We had planned for a great family Christmas lunch. To make things easier for everybody, each member of the family was to prepare a special dish for the party. I volunteered to make beef in pinneaple cubes, which is actually my speciality. On Christmas Eve, I carried my KSh5000 and headed to the market to buy the beef and pinneaples. That should be enough for everybody and some extras.
As I approached the market, I met a good friend of mine, Celestine, from Kibera slums.  She looked quite sad, which was surprising as she is usually very jolly.
“What’s wrong?” I queried after we had hugged.
“It’s my younger sister. She had a baby three days ago and she has no money for food. She cannot afford the hospital bill. She has no money for nappies or the baby’s clothes. I need KSh5000 urgently. I don’t want my sister to starve!” She pleaded with me.
My heart sunk! Between a baby that could not be suckled, a starving new born mother and a beef and pinneaple cubes for Christmas lunch… what a situation? “I don’t have any money. Have you tried other friends or relatives?” I inquired. “Yes,” she said. “I have called everyone I know but no one has any money!” My heart sunk even deeper. What would I tell my family. If I gave her the money I would ruin the party.
“Someone has my money but he is in meeting. If you can get me the money, I will MPesa it back to you tomorrow or later tonight. Please just help me get my sister out of hospital. She needs food!”
“I don’t have any money. I told her. I will try and talk to the family and see what I can do. But please return it tomorrow.”
I went back home without shopping but I did not consult the family. As I sat and thought about it, I could not continue hanging the Christmas decorations.
I felt both sad and guilty. I went to the Supermarket across the road and Mpesa-ed her the money. I hoped against hope that she would send the money by Christmas morning. I would be late for the function but I would not have let everyone down.

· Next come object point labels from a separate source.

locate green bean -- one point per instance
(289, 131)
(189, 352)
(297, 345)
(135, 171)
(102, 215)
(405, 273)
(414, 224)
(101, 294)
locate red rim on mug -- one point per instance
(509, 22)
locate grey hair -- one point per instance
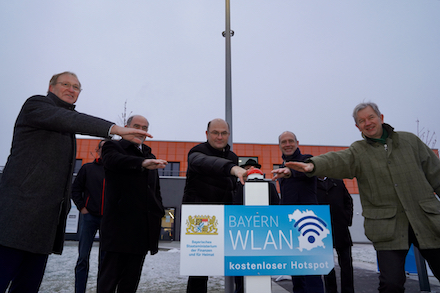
(362, 106)
(294, 136)
(53, 81)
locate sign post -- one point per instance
(255, 241)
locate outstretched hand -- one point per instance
(132, 134)
(152, 164)
(240, 173)
(300, 166)
(281, 173)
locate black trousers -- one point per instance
(120, 272)
(21, 269)
(307, 284)
(197, 284)
(392, 266)
(345, 261)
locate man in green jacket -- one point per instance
(398, 176)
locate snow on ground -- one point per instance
(159, 274)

It was a long wait with excited children calling to find out how the beef and pinneaple cubes were doing. “I am almost through. I am almost on my way.” I said confidently, but I was worried.

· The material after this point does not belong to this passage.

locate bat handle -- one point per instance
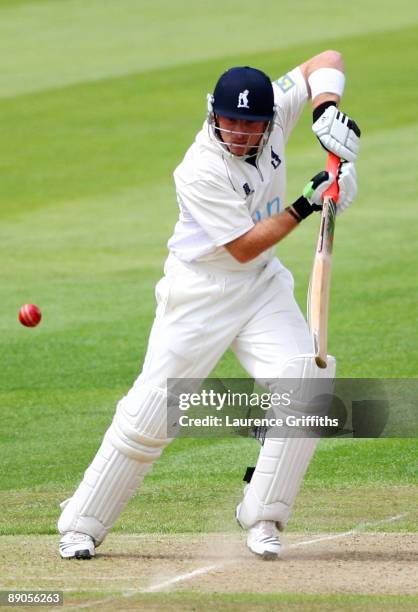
(333, 164)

At about midday I called Celestine but her phone was off. “Sorry, the mobile subscriber cannot be reached.”  Itried the phone for two hours without progress, dressed and sadly headed to the party. As the children jumped up and down in excitement nd hugged me, I looked at them sadly. I tried to gather courage to tell them about Celestine’s sister but I did not want to disappoint them. “Where is the beef and pinneaple cubes?” They asked.

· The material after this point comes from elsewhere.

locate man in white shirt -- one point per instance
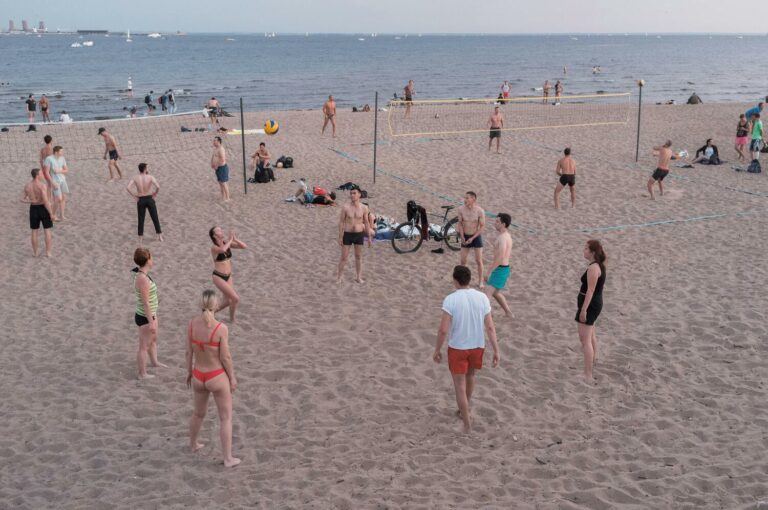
(466, 318)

“They got stolen on the way. A mad man just grabbed it from the matatu as I alighted and when I screamed he threatened me with a knife,” I lied. The rest of the family looked at me in disbelief but said nothing.  But my talkative aunt, Julia told me she did not like careless people, spoiling such an important occasion as Christmas. “I don’t even believe your story,” she said.

I have not yet told the family what happened and no one trusts me anymore. I finally got Celestine on phone last week and I immediately raised my concern that she had not returned my money yet I had helped her in her hour of need. “I don’t have any money,” she told me rudely. “When I get it I shall give you. Right now I am still campaigning to be a women’s leader and I am quite busy.”She said and abruptly hung up the phone.

I am upset by Celestine’s casual attitude. But I do hope mother and baby are fine.